A word of praise for the fancy fishing set who arrived late on the scene. There was no complaining about sleeping on the rocks, no negotiations, in fact, they were true professionals. All I could see was a sitting area assembled, chairs around a campfire, bags of wood and charcoal and more foods than could legally held by a Publix’s. The only thing missing was Frank, father of Alex, who seemed to be gone for long periods of time. We were concerned, to say the least.
Perhaps Frank, father of Alex, was doing more than napping and had visited the North Pole because upon his reappearance, he arrived bearing gifts. Of food. 15 one-pound chicken thighs with bones (remember, Frank, father of Alex, next time we want boneless ones or there will be consequences, ok?). Three yard long slabs of baby back ribs also found their way on to our two level, charcoal-enhanced, wood-burning grill set that would put any Weber to shame. As if this wasn’t enough, throw in corn on the cob and a veggie platter, it was almost time to unveil our two top prize winners in the gastrological delight category.
The runner up who should hold his head high was Frank’s homemade Barbeque sauce. Two non-descript jars offered up a flavor sensation so powerful that Ben, the campground owner and his sons, actually jumped into their canoes and paddle down to our campsite just to investigate what the heck smelled so good. I am not kidding about this. We were in the middle of no where and all a sudden Frank, father of Alex, opens these jars and minutes later we have visitors on our waterfront doorstep. Correct me if I’m wrong, but I have never heard of any other barbeque sauce causing a family to paddle miles just to get a whiff.
While it seems impossible to top this amazing feat, the top prize in the cooking category goes to Glenn, father of Emily, who in his unassuming way, prepared a ribs and chicken feast for the ages. Without any flame controls and just a small Swiss army knife, Glenn, father of Emily, filleted the ribs with a surgeon’s touch and moved red hot logs around with his bare hands. Even though Frank, father of Alex, threw him a curve by first saying the chicken was boneless (it wasn’t), Glenn, father of Emily, went to great lengths so as not to over cook, burn or char the tender homemade barbeque sauce. Glenn, father of Emily, was too busy working to finish the story of how he threw bread yeast overboard years ago on some cruise ship in the South Pacific that created a new island chain, but we look forward to hearing the full details on next year’s adventure.

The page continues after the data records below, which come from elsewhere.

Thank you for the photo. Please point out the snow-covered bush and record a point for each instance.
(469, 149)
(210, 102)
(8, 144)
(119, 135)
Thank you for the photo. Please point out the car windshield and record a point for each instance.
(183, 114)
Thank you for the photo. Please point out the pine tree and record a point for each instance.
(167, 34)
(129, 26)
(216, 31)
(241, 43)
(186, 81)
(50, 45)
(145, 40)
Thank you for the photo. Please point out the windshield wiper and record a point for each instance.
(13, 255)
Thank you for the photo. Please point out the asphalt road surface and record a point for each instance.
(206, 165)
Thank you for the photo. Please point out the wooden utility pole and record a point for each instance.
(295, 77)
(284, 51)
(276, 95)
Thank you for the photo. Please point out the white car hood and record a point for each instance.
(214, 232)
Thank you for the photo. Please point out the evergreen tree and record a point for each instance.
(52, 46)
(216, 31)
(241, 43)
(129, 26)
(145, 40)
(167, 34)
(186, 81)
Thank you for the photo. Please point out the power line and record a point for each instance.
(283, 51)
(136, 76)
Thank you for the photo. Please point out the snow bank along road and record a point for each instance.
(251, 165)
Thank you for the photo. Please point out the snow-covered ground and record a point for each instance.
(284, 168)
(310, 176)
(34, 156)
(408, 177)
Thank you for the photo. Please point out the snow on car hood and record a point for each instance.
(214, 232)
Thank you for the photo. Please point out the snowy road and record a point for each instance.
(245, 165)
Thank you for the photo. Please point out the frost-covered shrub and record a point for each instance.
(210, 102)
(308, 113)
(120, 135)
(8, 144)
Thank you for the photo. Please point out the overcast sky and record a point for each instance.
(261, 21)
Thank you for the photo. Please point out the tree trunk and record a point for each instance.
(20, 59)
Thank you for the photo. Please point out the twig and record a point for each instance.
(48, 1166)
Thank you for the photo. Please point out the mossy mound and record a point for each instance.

The smores (thanks to Steve, father of Erica), the Mafia game and the two-word story that focused on Pistachio ice cream brought the night to a close. A full belly and a peaceful night’s rest were interrupted by a bright Georgia sun and the next big activity, breakfast. And while I could go on and on (but have to go to work) with tails of eating, swimming, fishing and all, the true highlight of the trip was the time we got to spend with our precious daughters and with each other. I hope this trip provides us all with a lifetime of wonderful memories and more wonderful adventures in the future.